ANİ KENTİ HARABELERİ

Ani kenti harabeleriyle ilgili ayrıntılı gezi yazım, yine bu sitede “Ani” ismi altında bulunmaktadır.

Kars Akyaka

KIZ KALESİ-TİGNİS KALESİ

İlçe merkezine bağlı Tignis (Kalkankale) köyündedir. Kale sınıra 3 km uzaklıktadır. Karahan çayını seyreden bir konumdadır. Ermenistan sınırına ve Doğu kapıya oldukça yakındır. Köye hakim bir tepede bulunan kale, muhtemelen I. Smpad Pakraduni (890-914) döneminde yaptırılmıştır.

Kars Akyaka

Kalenin en büyük özelliği, Ani ören yerindeki kale ile aynı dönemde yapılmış olmasıdır. 20’nci yüzyıl başına kadar sağlam gelen kale, günümüzde ise harap haldedir.

Kars Akyaka

TARİHİ TREN GARI

İlçe merkezindeki tarihi gar binası, İstasyon mahallesinde İstasyon caddesi üzerinde, postane ve polis karakolu yakınlarındadır. Gar binası, 1899 yılında Rus Transkafkasya demiryolu tarafından inşa edilmiştir. Yapıldığı dönemdeki ismi Şöregel istasyonudur.

Kurtuluş savaşı sonrasında Kars yöresi Türkiye’ye verilince istasyonun ismi de “Kızılçakçak” olarak değiştirilmiştir. 1962 yılında istasyon yeniden inşa edilmiş ve raylar standart açıklığa getirilmiştir. 1966 yılında ise istasyon günümüzdeki ismini “Akyaka istasyonu” ismini almıştır.
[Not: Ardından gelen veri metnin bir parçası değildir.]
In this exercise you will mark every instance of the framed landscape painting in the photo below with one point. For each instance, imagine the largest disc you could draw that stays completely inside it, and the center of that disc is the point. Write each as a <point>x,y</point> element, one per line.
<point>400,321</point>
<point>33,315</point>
1993 yılında Türkiye-Ermenistan arasındaki sınır kapatılınca, Kars doğusundaki tren seferleri askıya alınmıştır. Seferler Şubat 2011 tarihinde açılmıştır.

Gelelim tren istasyonunun mimari yapısal özelliklerine: Gar binası, dikdörtgen planlı ve siyah kesme taştandır. Kars il merkezi ve ilçelerdeki diğer Rus dönemi yapılarıyla benzerlik gösterir. Baltık mimarisi tarzındadır. Binanın doğu ve batı yönünde, iki giriş kapısı vardır.

Giriş kapılarının kenarları ve kapıların sağında ve solunda üçer adet pencere bulunur. Binanın yan duvarları yığma olarak yapılmıştır. Binanın iç mekanı, birbirine açılan odalardan oluşur. Odaların iç mekanlarında hiçbir süsleme yoktur. Çatı kısmı, sonradan onarım görmüştür.

Kars Akyaka

KAYAKÖPRÜ KÖYÜ ARGİNA KATEDRALİ

İlçe merkezine 5 km uzaklıkta Kayaköprü köyündedir.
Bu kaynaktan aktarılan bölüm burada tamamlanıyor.